We also learned that the SD is calculated as the square root of this variance term (remember raising a number to the 1/2 power is the same as taking its square root:

**SD = (variance) ^{1/2} = (SS/N)^{1/2}**

Now if we don't go through the mathematical step of taking a square root, i.e. we "drop the square root" as described in the organizer, we are actually working with variance. The simplest analysis of variance is called one-way ANOVA, and that is what we will consider next.

## One-way ANOVA

ANOVA is a method that can be used to analyze the variance of several experimental variables (independent variables) or several levels on one variable (independent variable) while maintaining the alpha level. In ANOVA procedures, the independent variables can be category designations or categorical (discontinuous) such as antibiotic or no antibiotic. The dependent variable such as the number of days of life span are considered to be a metric (continuous) variable. In ANOVA, the dependent variable is always a metric like number of days or results of a test.

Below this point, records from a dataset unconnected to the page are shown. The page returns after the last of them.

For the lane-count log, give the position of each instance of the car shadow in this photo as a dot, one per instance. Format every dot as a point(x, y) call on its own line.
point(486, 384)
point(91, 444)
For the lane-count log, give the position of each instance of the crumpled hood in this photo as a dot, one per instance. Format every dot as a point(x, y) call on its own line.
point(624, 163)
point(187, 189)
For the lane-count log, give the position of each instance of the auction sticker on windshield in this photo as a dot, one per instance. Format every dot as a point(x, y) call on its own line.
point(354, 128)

Expanding the antibiotic experiment that was discussed in lesson 7, suppose instead of just giving antibiotic or no antibiotic, the experimenter decided to give three different levels of antibiotic (still a categorical variable) to see if any particular dosage is more effective. There are now three levels on the independent variable, and they are the three mouse groups. Group 1 has low level antibiotic; Group 2 has medium level antibiotic; and Group 3 has high level antibiotic. The t-test can no longer be used because there are more than two groups. The situation calls for the simplest ANOVA, a one-way ANOVA, sometimes called procedure ONEWAY. The null hypothesis for the three groups or levels in the above situation would be: Ho: µ_{LOW} = µ_{MED} = µ_{HI}

The results of the experiment are shown in the figure. Here we see the three group distributions. The LO and MED distributions are closer together than the HI distribution. Does this mean that HI is significantly different? How do we go about making any conclusions? The purpose of the ANOVA is to show whether or not there are differences in the means of the three groups. As with the other statistical tests that we have covered thus far, there is a typical flow of mathematical logic. Basically, we are going to determine an overall or grand mean for all three groups and then judge how different each of the individual means is from the grand mean.

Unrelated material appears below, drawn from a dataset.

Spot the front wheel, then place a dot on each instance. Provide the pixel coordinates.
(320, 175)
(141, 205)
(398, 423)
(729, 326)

## Determining the grand and group means

Adding all of the values for life-span days and averaging over the number of mice in all groups produces the overall or grand mean or Xbar grand mean or X_{GM}. To determine the individual group means, the values within each group are summed and divided by their respective N's. In figure above, the tallest vertical line shows the grand mean and the vertical lines within the distributions show the individual means.

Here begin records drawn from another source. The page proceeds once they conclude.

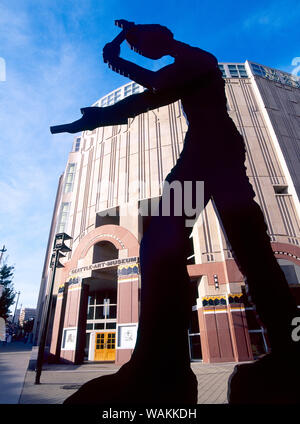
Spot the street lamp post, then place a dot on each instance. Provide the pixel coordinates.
(59, 246)
(16, 306)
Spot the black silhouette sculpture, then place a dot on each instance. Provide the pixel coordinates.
(214, 152)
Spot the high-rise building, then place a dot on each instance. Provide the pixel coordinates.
(112, 176)
(26, 314)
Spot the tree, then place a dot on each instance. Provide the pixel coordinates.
(8, 294)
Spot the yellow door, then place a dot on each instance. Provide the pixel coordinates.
(105, 347)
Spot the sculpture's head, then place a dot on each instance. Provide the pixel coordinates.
(152, 41)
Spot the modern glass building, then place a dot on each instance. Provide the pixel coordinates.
(113, 173)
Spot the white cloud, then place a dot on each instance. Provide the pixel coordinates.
(274, 17)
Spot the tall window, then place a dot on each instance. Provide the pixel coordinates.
(63, 218)
(70, 178)
(77, 145)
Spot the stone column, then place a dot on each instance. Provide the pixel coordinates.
(73, 338)
(127, 311)
(58, 323)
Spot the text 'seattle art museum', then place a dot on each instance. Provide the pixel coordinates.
(112, 179)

## Partitioning the variance

How do we determine whether any of the group means are different from the grand mean? Right now we are only going to consider the HI group. Find the HI group distribution in figure above. Look at the highest HI score in the right-hand tail of the HI distribution. The relationship between this value and the GM (grand mean) is described by the "total variance" which is made up of a "within group" variance and a "between group" variance.

**TOTAL VARIANCE**describes the relationship between the GM (grand mean) and the highest HI score in the right-hand tail of the HI distribution, and can be estimated as = S(X-X_{GM})². It can be seen as the longest dotted line in the figure above;**WITHIN GROUP**variance of the HI group, which is shown by dashed line between the highest HI value and the mean of the HI distribution, can be estimated as HI variance = S(X-Xbar_{HI})² ;**BETWEEN GROUP**variance, which is shown by the dotted line depicting the distance between the grand mean and the mean of the HI group, can be estimated as = S(Xbar_{HI}-X_{GM})².

## Determining the components of variance

We have only worked with the HI group so far. We would need to perform the same calculations for the LO and MED groups because the final estimates of the components of variance come from all three groups (i.e., K=3 in our example of testing three levels of antibiotics). The table below provides a summary of the one-way ANOVA calculations.

- The
**BETWEEN GROUP**variance is shown in the first row. It is calculated by subtracting the grand mean (GM) from the group mean (GP) for HI, MED, and LO groups, squaring the differences, and summing them to produce a sum of squares term for between groups (SSB). This SSB term is divided by K-1, where K is the number of groups (3 in this case), to provide a variance term, labelled MSB for the Mean of Squares Between groups, which represents the variance between groups. - The
**WITHIN GROUP**variance is shown in the second row of the table. It is derived from the sum of squared differences from the mean (SSW) of the HI group values (for example) averaged over N-K, where N represents the number in each group. Again this is a typical variance calculation and the new term is called MSW or Mean of Squares Within, here referring to the HI group. The term is sometimes called residual or error sum of squares (SSE). - The
**TOTAL VARIANCE**is shown in the last row. The df's associated with it are all the N's added together minus one. This term is sometimes called SST or TSS or total sum of squares.

## Comparing variances using an F-test

The F-test statistic is calculated as the ratio of the MSB divided by the MSW, i.e., Fcalc=MSB/MSW, as shown by the far right column in the table above. Just like for the t-test, the critical F-value is found from a table given the df's (degrees of freedom). If F_{calc} is greater than F_{crit} then the Ho is rejected, and the means of one or more groups are different (here it would be the HI group). If F_{calc} is less than F_{crit} then Ho stands. The groups are not significantly different.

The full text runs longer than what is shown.